Penalties debated for employer violations
Shutterstock

Should a female employee be able to wait three years to file a discrimination complaint after discovering that she had received unequal pay for comparable work?

That was the main issue discussed during Tuesday’s hearing of the New Hampshire House Criminal Justice and Public Safety Committee on Senate Bill 207, the Paycheck Fairness Act.

It was the last committee hearing before the measure goes to the full House for a vote.

SB 207 doesn’t dramatically change state and federal law, but it does tweak it. It closes some loopholes and extends coverage of some federal laws – especially those having to do with protecting workers who disclose their pay to their peers – to smaller businesses.

The subject for the most recent committee hearing, however, was the consequence of disobeying the law. There wasn’t much dispute about the penalty: a maximum $2,500 fine and award of up to four years back pay to an aggrieved employee.

Republican lawmakers did echo criticism of the measure that was previously raised by the Business and Industry Association of New Hampshire, which raises questions about the time period allowed in bringing a suit. Current law allows a year to file a complaint.

“That concerns me,” said Rep. Shawn Jasper, R-Hudson. “An employer can use it as retaliation against an individual business. If you discover something, you shouldn’t be able to sit on it for three years.”

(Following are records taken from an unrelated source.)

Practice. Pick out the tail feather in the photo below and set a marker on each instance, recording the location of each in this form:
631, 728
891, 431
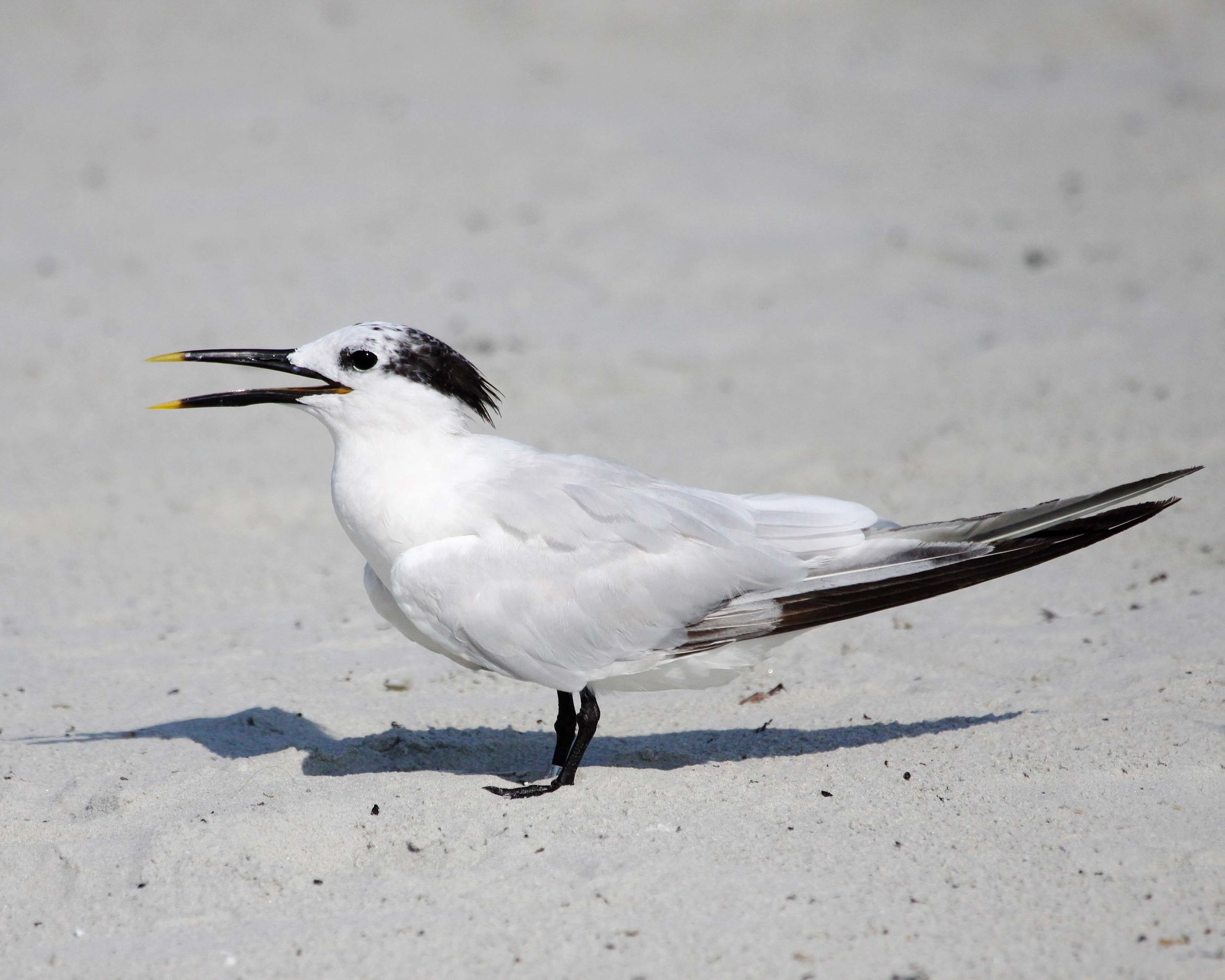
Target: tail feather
990, 547
1007, 525
841, 603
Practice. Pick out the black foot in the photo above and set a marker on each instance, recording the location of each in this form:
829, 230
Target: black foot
587, 719
523, 793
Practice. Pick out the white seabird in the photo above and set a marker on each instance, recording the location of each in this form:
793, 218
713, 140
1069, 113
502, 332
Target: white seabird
587, 576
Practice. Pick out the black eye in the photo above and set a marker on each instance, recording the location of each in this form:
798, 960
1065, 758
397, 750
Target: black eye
364, 359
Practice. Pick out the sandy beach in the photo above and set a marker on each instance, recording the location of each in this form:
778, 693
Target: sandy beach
941, 259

But such a provision was important to the bill’s sponsor, Sen. Sylvia Larsen, D-Concord. She offered the example of Lilly Ledbetter, the woman who didn’t discover she was the victim of gender-based pay discrimination for a decade. The U.S. Supreme Court threw her case out for lack of timeliness, prompting the federal pay equity act in her name in 2009.

Republicans, however, said that the suit-filing clock should start after the discovery of the discrimination.

Larsen replied that bringing a suit against an employer – particularly when still employed there – is “anxiety-provoking,” and that when workers do complain, they are often put off, promised that “we’ll make it up to you later,” she said, only to discover that the “promises won’t be kept.”

New Hampshire Department of Labor attorney Marty Jenkins said that three years is not an unusual time period. Those seeking back wages can also wait three years, though he admitted that in those cases, the clock didn’t start ticking until the last pay check.